Lamenting our current era of “cancel culture” and online mobs, Meir Soloveichik turns to the work of two outstanding Jewish figures of our times: the former prisoner of Zion, and current Jewish leader, Natan Sharansky, and the late British chief rabbi Jonathan Sacks:
Today, Americans are not hunted by the KGB, nor do we come close to enduring the terror and tyranny that marked Sharansky’s childhood [in the Soviet Union]. Yet Sharansky himself suggests that . . . much of America leads a masked life, one in which we feel forced to hide what we truly believe, who we truly are, for fear of social ostracization, or, worse, professional or personal retribution, for offending the wrong people. . . . We are bowing to the power of the online mob.
Sacks, meanwhile, focused on the lack of any idea of forgiveness in our current culture of censoriousness:
[In our day], mistakes made by young people have been used against them years later. We have seen expulsions, school acceptances withdrawn, jobs lost, lives ruined because of an irresponsible comment someone made on social media years before, as a teenager. In our current environment, no apologies for fallibility are accepted, and no allowance is made for the maturation process.
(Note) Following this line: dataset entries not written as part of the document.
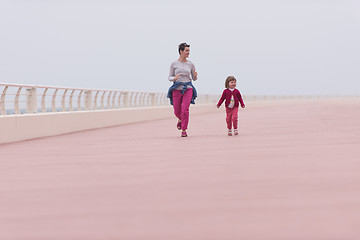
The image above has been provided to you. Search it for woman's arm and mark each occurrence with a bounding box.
[191,64,197,81]
[169,64,175,82]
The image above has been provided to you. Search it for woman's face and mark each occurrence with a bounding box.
[229,80,236,89]
[180,47,190,58]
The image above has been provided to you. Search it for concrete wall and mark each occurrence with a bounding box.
[0,104,216,144]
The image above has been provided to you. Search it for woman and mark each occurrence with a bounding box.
[167,43,197,137]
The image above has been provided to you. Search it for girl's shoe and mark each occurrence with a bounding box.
[228,129,232,136]
[176,121,181,130]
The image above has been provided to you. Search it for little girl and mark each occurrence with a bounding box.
[217,76,245,136]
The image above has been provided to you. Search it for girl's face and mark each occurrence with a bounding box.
[180,47,190,58]
[229,80,236,89]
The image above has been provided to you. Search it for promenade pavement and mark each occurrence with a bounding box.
[0,100,360,240]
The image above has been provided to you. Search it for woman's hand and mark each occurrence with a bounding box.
[193,68,197,81]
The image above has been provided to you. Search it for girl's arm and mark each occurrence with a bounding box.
[238,91,245,108]
[217,90,226,107]
[169,64,176,82]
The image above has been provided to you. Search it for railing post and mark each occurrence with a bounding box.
[26,87,37,113]
[123,92,129,108]
[0,86,8,115]
[84,90,93,110]
[14,87,22,114]
[51,89,59,112]
[150,93,156,107]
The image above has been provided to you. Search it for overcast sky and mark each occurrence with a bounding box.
[0,0,360,94]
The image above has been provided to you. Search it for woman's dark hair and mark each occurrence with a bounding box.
[179,43,190,54]
[225,76,236,88]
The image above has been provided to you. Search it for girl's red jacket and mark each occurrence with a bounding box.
[217,88,245,108]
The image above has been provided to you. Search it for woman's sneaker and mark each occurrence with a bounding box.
[228,129,232,136]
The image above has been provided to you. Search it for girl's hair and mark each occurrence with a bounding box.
[225,76,236,88]
[179,43,190,54]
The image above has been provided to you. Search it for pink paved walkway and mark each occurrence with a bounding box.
[0,98,360,240]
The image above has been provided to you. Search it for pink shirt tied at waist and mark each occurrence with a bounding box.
[217,88,245,108]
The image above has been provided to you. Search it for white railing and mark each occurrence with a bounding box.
[0,83,219,115]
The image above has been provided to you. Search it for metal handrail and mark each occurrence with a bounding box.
[0,83,219,115]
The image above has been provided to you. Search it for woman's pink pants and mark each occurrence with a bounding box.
[173,88,193,130]
[226,107,239,129]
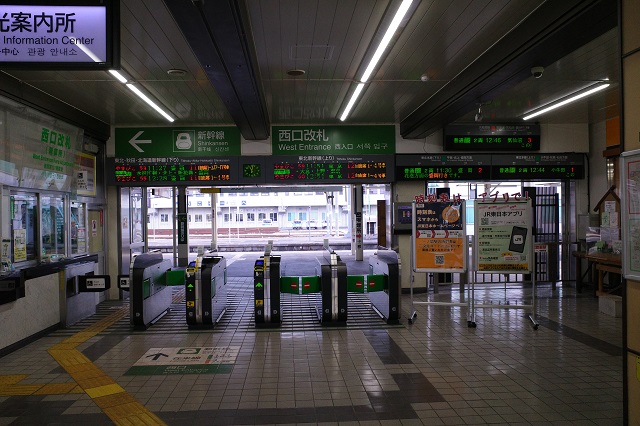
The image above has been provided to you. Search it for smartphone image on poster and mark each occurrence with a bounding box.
[509,226,527,253]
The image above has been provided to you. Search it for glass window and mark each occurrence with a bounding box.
[40,195,65,258]
[11,193,37,263]
[69,201,87,255]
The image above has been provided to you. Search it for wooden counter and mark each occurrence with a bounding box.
[572,251,622,296]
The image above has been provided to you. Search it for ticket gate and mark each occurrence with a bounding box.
[367,250,400,324]
[185,254,227,329]
[316,251,347,325]
[129,253,172,330]
[253,245,282,327]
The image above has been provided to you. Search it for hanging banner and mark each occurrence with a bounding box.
[412,200,467,272]
[474,197,533,273]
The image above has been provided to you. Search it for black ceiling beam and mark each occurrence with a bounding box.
[0,72,111,142]
[400,0,618,139]
[164,0,270,140]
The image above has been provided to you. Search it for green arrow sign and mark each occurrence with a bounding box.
[115,126,240,158]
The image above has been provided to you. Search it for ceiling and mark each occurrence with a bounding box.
[4,0,619,139]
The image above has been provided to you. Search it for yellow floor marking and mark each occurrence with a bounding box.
[48,308,165,425]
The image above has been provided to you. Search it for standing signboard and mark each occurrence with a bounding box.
[411,200,467,272]
[474,199,534,274]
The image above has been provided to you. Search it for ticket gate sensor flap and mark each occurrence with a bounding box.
[368,250,400,324]
[185,255,227,328]
[130,253,172,330]
[316,256,347,325]
[253,254,281,327]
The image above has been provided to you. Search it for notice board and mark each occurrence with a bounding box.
[411,200,467,272]
[473,198,534,274]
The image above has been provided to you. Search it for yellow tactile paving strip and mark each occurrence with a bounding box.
[13,308,165,425]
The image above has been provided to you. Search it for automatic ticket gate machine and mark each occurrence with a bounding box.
[129,253,172,330]
[185,254,227,328]
[367,250,400,324]
[316,250,347,325]
[253,244,282,327]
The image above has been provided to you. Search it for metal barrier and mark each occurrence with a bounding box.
[129,253,171,330]
[185,254,227,329]
[253,241,281,327]
[366,250,400,324]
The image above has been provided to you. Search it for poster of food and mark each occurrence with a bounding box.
[412,200,467,272]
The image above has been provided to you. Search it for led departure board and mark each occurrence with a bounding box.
[267,155,393,183]
[396,154,491,181]
[491,154,584,180]
[444,124,540,151]
[113,157,238,186]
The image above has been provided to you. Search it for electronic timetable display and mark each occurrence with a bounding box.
[491,154,584,180]
[396,154,491,181]
[113,157,238,186]
[267,155,393,183]
[444,124,540,152]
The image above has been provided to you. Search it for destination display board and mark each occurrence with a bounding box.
[396,154,491,181]
[444,124,540,151]
[112,157,239,186]
[491,154,585,180]
[267,155,394,183]
[0,0,120,70]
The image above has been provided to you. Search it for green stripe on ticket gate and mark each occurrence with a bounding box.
[165,269,185,285]
[280,277,300,294]
[367,274,386,293]
[347,275,364,293]
[302,275,320,294]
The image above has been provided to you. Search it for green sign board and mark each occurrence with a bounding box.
[271,125,396,155]
[115,127,240,163]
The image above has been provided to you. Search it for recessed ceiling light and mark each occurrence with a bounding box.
[167,68,187,76]
[287,69,305,77]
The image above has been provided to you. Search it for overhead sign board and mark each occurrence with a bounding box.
[444,124,540,151]
[0,0,120,70]
[396,154,491,181]
[271,125,396,155]
[115,126,240,163]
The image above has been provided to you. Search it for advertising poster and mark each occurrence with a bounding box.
[474,200,533,273]
[413,201,467,272]
[13,229,27,262]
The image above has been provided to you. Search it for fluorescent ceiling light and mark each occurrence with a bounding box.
[522,83,610,120]
[109,70,127,84]
[340,83,364,121]
[127,83,175,122]
[340,0,413,121]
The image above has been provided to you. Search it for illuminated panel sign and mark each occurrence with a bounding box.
[396,154,491,181]
[491,154,584,180]
[267,155,393,183]
[113,157,238,186]
[0,0,120,70]
[444,124,540,151]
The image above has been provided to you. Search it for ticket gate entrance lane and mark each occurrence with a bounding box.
[316,251,348,326]
[253,250,282,328]
[185,254,227,329]
[368,250,400,324]
[129,253,172,330]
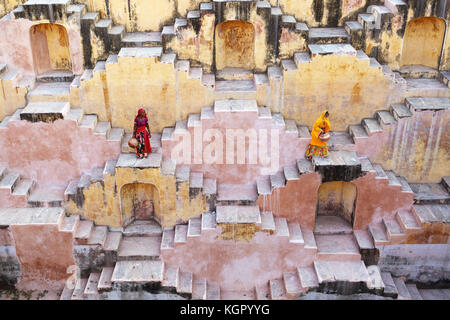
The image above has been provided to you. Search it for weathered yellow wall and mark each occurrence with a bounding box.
[401,17,445,68]
[106,53,214,132]
[317,181,356,222]
[0,0,28,18]
[168,13,215,72]
[30,23,72,70]
[77,168,206,227]
[280,55,390,131]
[216,21,255,70]
[371,110,450,182]
[269,0,368,27]
[0,76,28,121]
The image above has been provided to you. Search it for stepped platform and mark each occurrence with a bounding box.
[20,102,70,122]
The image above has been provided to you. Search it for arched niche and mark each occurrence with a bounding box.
[120,183,161,226]
[215,20,255,70]
[317,181,357,225]
[400,17,445,69]
[30,23,72,75]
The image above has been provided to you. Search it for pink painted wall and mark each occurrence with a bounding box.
[161,227,316,291]
[10,225,75,281]
[257,173,322,229]
[0,19,83,75]
[352,173,414,229]
[0,120,120,187]
[0,19,34,75]
[162,112,310,184]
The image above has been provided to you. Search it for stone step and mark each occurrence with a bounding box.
[217,183,258,201]
[380,272,398,299]
[111,260,164,283]
[405,79,449,97]
[283,166,300,183]
[123,219,162,237]
[187,217,202,237]
[303,229,317,251]
[369,223,389,246]
[270,171,286,190]
[391,103,412,120]
[392,277,411,300]
[383,218,405,241]
[122,32,162,47]
[80,114,98,130]
[314,214,353,235]
[192,277,207,300]
[274,218,289,237]
[36,70,75,83]
[269,279,286,300]
[297,266,319,289]
[0,207,64,227]
[216,68,254,81]
[384,170,402,187]
[97,267,114,292]
[373,163,389,179]
[161,228,175,250]
[361,118,383,136]
[75,220,94,244]
[314,234,361,260]
[406,283,423,300]
[308,28,349,44]
[87,226,108,246]
[396,210,420,233]
[397,176,414,193]
[367,265,385,295]
[314,260,370,284]
[419,289,450,300]
[283,271,303,299]
[201,212,216,232]
[398,64,439,79]
[27,185,64,207]
[59,283,74,300]
[59,215,80,234]
[84,272,100,297]
[328,131,356,151]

“What happens when an entire culture loses faith in God?” asks Rabbi Sacks. I’ll tell you all that’s left. All that’s left is an unconscious universe of impersonal forces that doesn’t care if we exist or not. In the other direction, all that’s left is a world of Facebook and Twitter and viral videos in which anyone can pass judgment on anyone without regard to the facts or truth or reflective moral judgment. And by the time the person accused has had the chance to explain, or the truth has emerged, the crowd has already moved on. They’re not interested anymore. And what happens in an unforgiving culture? In an unforgiving culture, the people who survive and thrive are the people without shame.